Three-phase alternating current rectification provides a current
whose oscillations have a base frequency six times higher than the
fundamental frequency of the three-phase current (for example 6
times 50 Hz) and a complete spectrum of harmonics.
[0014] In one recommended embodiment of the invention, the circuit
comprises a supply using at least two rectifiers in order to
deliver currents whose waveforms are phase-shifted with respect to
one another. The electrolysis electrical circuit is advantageously
supplied with three-phase alternating current.
[0015] The use of at least two mutually phase-shifted rectifiers
according to this embodiment makes it possible to increase the
frequency of the oscillations of the rectified current supplying
the electrolyzer or electrolyzers. Given the strength and the
particular arrangement of the currents involved in electrolyzers,
the circuit according to the invention makes it possible to
substantially reduce the electromagnetic fields emitted in the
vicinity of the installation.
[0016] In an advantageous variant of this embodiment, the circuit
comprises two rectifiers whose phase shift lies between 29.degree.
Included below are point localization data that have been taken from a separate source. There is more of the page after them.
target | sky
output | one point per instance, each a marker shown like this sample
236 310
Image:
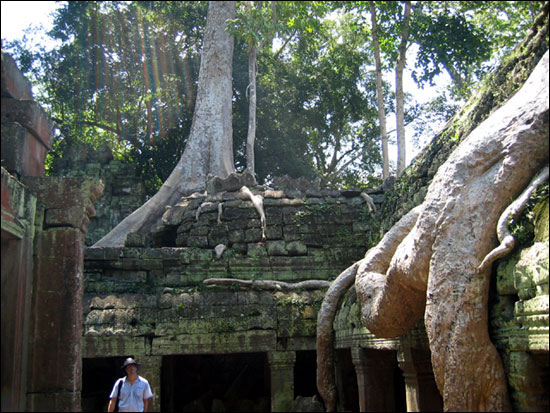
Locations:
19 15
16 16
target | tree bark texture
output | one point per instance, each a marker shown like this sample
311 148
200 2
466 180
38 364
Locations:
379 94
399 96
209 149
251 137
434 271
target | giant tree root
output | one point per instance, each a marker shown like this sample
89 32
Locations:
270 285
434 269
379 257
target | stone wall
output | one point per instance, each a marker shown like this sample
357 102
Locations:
43 225
519 318
151 302
123 192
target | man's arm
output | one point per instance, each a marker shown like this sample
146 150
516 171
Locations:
112 404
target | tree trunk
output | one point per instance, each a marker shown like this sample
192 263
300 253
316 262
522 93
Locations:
251 137
210 146
379 94
399 96
188 82
434 269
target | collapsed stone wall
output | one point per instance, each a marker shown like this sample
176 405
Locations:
124 190
519 317
43 224
151 302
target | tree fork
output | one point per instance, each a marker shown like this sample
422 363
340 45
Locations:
210 146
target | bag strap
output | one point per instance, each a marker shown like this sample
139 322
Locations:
121 382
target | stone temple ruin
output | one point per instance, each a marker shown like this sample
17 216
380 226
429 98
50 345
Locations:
71 313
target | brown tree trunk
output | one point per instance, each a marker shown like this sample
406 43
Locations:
210 146
399 96
251 137
429 263
379 94
437 262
and 31.degree., preferably close to 30.degree.. In this variant, a
current is obtained whose waveforms have a base frequency 12 times
higher than the base frequency of the unrectified three-phase
current.
[0017] In another advantageous variant of this embodiment of the
electrical circuit, the circuit furthermore comprises at least one
drain coil coupling the outputs of at least two rectifiers. The
drain coil is intended to establish an antiparallel reactance
between the outputs of the rectifiers. The coil is advantageously
formed by assembling plates and sheets of iron, so as to limit the
heating losses. The outputs of the rectifiers enter it in opposite
directions, so that a current perturbation present in one of the
outputs induces by reactance an inverse perturbation in the current
coming from the other output. When the two outputs are superimposed
by connection in parallel, a less perturbed total current is
thereby obtained.
[0018] In a preferred variant of the electrical circuit according
to the invention, the return electrical current line comprises at
least one busbar which is arranged below or above the electrolyzer.
The choice of whether to arrange the busbar below or above the
electrolyzer is dictated by considerations relating to the
construction of the electrolyzer and the assembly mode of the
bipolar plates. As a variant, the aforementioned electrical current
line may comprise one busbar arranged below the electrolyzer and
another busbar which is arranged above the electrolyzer. According
to another variant, the electrolyzer may also comprise a plurality
of busbars below the electrolyzer and/or a plurality of busbars
above the electrolyzer. In practice, for considerations relating to
assembly and maintenance of the electrolyzer, it is generally
preferred that the aforementioned electrical current line should
not comprise a busbar above the electrolyzer.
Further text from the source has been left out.